One-pot synthesis of GSH-Capped CdTe quantum dots with excellent biocompatibility for direct cell imaging.

In this work, we have developed one-pot aqueous synthesis of glutathione (GSH) binding CdTe quantum dots (QDs) for cell imaging. UV-Vis absorption spectrum, Fourier transform infrared spectrum, photoluminescence spectrum, and high-resolution transmission electron microscopy are applied to characterize the physical and chemical properties of the nanocomposites. The bioimaging efficiency of the GSH-capped CdTe QDs is further evaluated on Hela cells. The groups on the surface of QDs are able to bind to basic proteins, which are abundant in cell nuclei, enabling the application of QDs for direct cell imaging. Experimental results also indicate the GSH layer on the surface of QDs is able to reduce the cytotoxicity significantly. In conclusion, the as-prepared GSH-capped QDs are highly promising fluorescent probes for cell imaging in the near future.

Introduction

Quantum dots (QDs) have been extensively investigated and attracted great interest to not only technical applications including light emitting diodes (LED) devices [1, 2] and solar cells [3, 4], but also fundamental biological studies such as fluorescent sensing approaches [5, 6, 7], biological imaging [8, 9], and drug delivery [10, 11]. Semiconductor QDs have numerous advantages over traditional fluorescent dyes [12, 13]. For example, the absorption is broad; the photoluminescence (PL) spectrum is always narrow and stokes shift is large; the photo-bleaching is low and the emission peak is tunable by controlling the size of QDs; multiple colors may be achieved with a single excitation. Moreover, these nanomaterials also feature versatile surface chemistry, which allows facile modification by different biomolecules [14]. Owing to these merits, semiconductor QDs have been widely applied in biological labeling and imaging [15, 16]. The most studied and applied semiconductor QDs include CdTe, CdS, CdSe, and PbSe [17, 18, 19]. For example, Adegoke and Park synthesized CdSe/In2S3 QDs with size-tunable optical properties. Six organic capping ligands were anchored onto the surface to minimize the interfacial surface defects [20]. Eley et al. prepared heterostructured CdS/ZnO, CdSe/ZnO, and CdTe/ZnO nanocrystals which exhibited more efficient photocatalytic decomposition of aqueous organic molecules under UV irradiation [21]. Witt et al. synthesized PbSe QDs and studied the photoinduced charge transfer between QDs and poly(3-hexylthiophene) [22]. These QDs are primarily prepared via a hot injection organometallic route. However, the synthesis in organic phase and the capped hydrophobic ligands not only decrease biocompatibility, but also makes it difficult for direct biological applications. Recently, different thiol-capped QDs have been prepared directly in aqueous solutions employing thiols as stabilizers [23]. Nevertheless, quantum yield (QY) is always too low [24]. Glutathione (GSH) is a thiol-containing tripeptide that can be easily found in most organisms, which is an important deoxidizer in biological system. It is able to bind heavy metal and form a phytochelatin shell [25]. Therefore, the structure can be mimicked, exchanging other thiols with GSH to stabilize QDs [26].

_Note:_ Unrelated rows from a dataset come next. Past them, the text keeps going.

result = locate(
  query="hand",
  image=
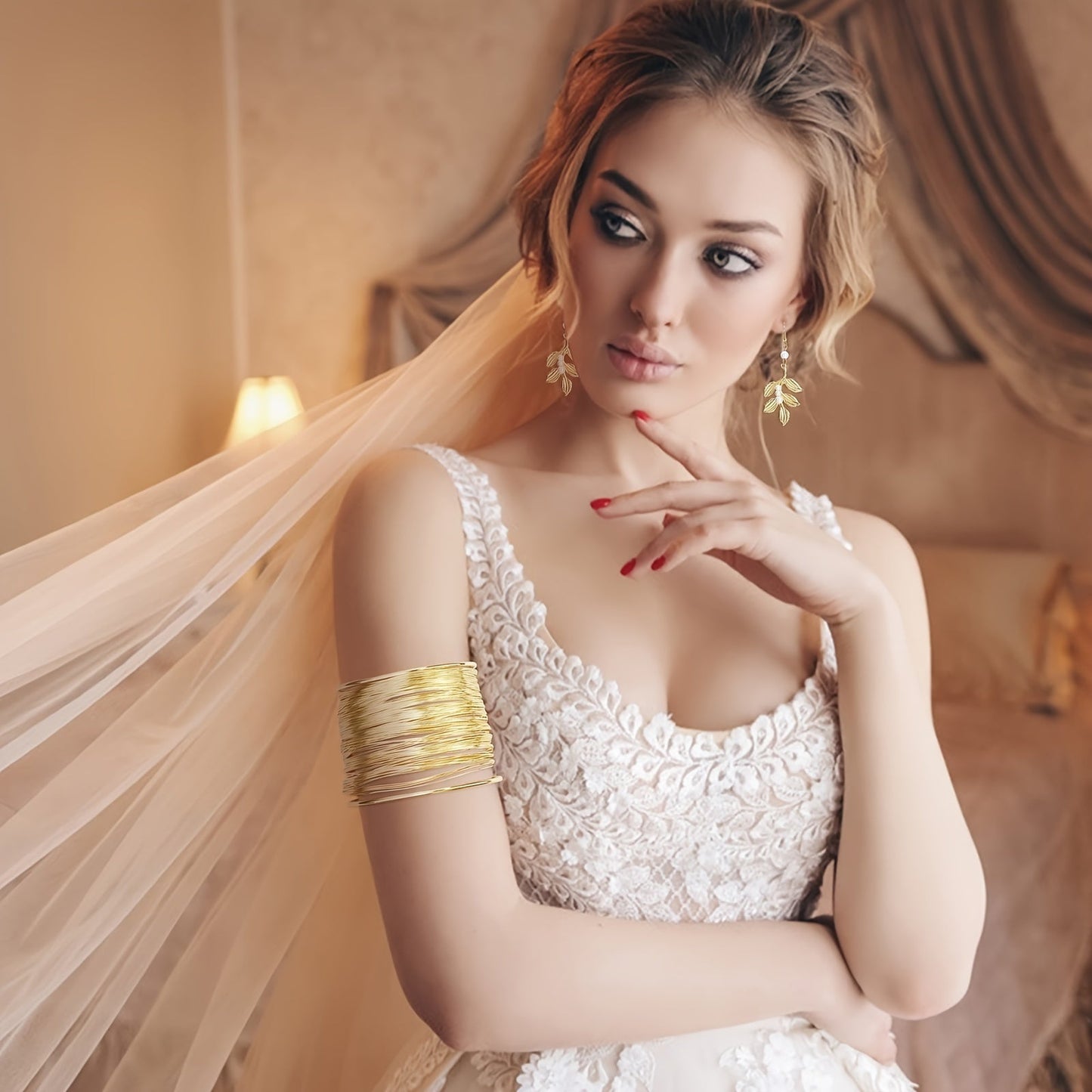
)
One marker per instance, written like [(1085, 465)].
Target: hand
[(736, 518), (848, 1015)]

Based on the above consideration, in this report, we have synthesized GSH-capped CdTe QDs with high QY and excellent biocompatibility. UV-Vis absorption spectrum, Fourier transform infrared (FTIR) spectrum, PL spectrum, and high-resolution transmission electron microscopy (HR-TEM) have been used to characterize the physical and chemical properties of CdTe QDs. Multiple fluorescence emissions can be achieved by adjusting the size of QDs. In addition, it is proved in our experiment that the prepared QDs can be successfully applied as fluorescent probes to label and image Hela cells.

Experimental

Materials and chemicals

Sodium borohydride (NaBH4), sodium hydroxide (NaOH), tellurium powder, cadmium chloride (CdCl2), and GSH were purchased from Sigma (USA). Dulbecco's modified Eagle medium (DMEM) was purchased from Gibco (Gaithersburg, USA). Fetal bovine serum (FBS) was from Hangzhou Sijiqing Biological Engineering Material Co., Ltd. (Hangzhou, China). All other reagents were of analytical grade. Deionized water with a nominal resistivity higher than 18 MΩ cm is used throughout the experiments.

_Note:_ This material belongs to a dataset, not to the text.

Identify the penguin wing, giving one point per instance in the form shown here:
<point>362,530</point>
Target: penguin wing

Synthesis of GSH-capped CdTe QDs

The quantum dots were synthesized according to a previously reported synthetic method with certain modifications [27]. Briefly, Cd2+-GSH precursor solution was prepared by dissolving 3.6 mg of CdCl2 and 15.4 mg of GSH in 49.6 mL of ultrapure water. After that, the pH was adjusted to be 8.5 with 1 M NaOH solution under vigorous stirring. Next, 2 mL of ice-cold NaBH4 solution with the concentration of 25 g/L was prepared and 0.04 g of tellurium powder was added to the solution, which was then maintained at room temperature overnight in a syringe with a needle to release gas. The generated sodium hydrogen telluride (NaHTe) solution was then diluted for 12 times. Afterward, NaHTe solution was injected into the N2-saturated Cd2+-GSH precursor solution under vigourous stirring. The typical molar ratio of Cd2+, HTe−, and GSH was about 4:1:10. The mixture was heated to 100 °C and refluxed at different times to achieve different emission peaks of formed CdTe QDs.

Characterization of GSH-capped CdTe QDs

Fluorescence of CdTe QDs was measured by F-4600 fluorescence spectrophotometer (Hitachi, Japan) at room temperature. Excitation/emission spectra were obtained at an interval of 5 nm excitation wavelength. UV-vis absorption spectra were recorded using U-3900 UV-vis spectrophotometry (Hitachi, Japan) at room temperature. TEM images were taken by FEI Tecnai G20 transmission electron microscopy (FEI, USA) to observe the morphology of CdTe QDs. FTIR spectrum was acquired from an Agilent Cary 660 FTIR spectrometer (Agilent Technologies, USA).

Cell culture

Hela cell line was obtained from the Institute of Biochemistry and Cell Biology, Chinese Academy of Sciences. (Shanghai, China). The cells were seeded in DMEM supplemented with 10% FBS and antibiotics (100 μg/mL streptomycin and 100 IU/mL penicillin) at 37 °C in a 5% CO2 humidified environment.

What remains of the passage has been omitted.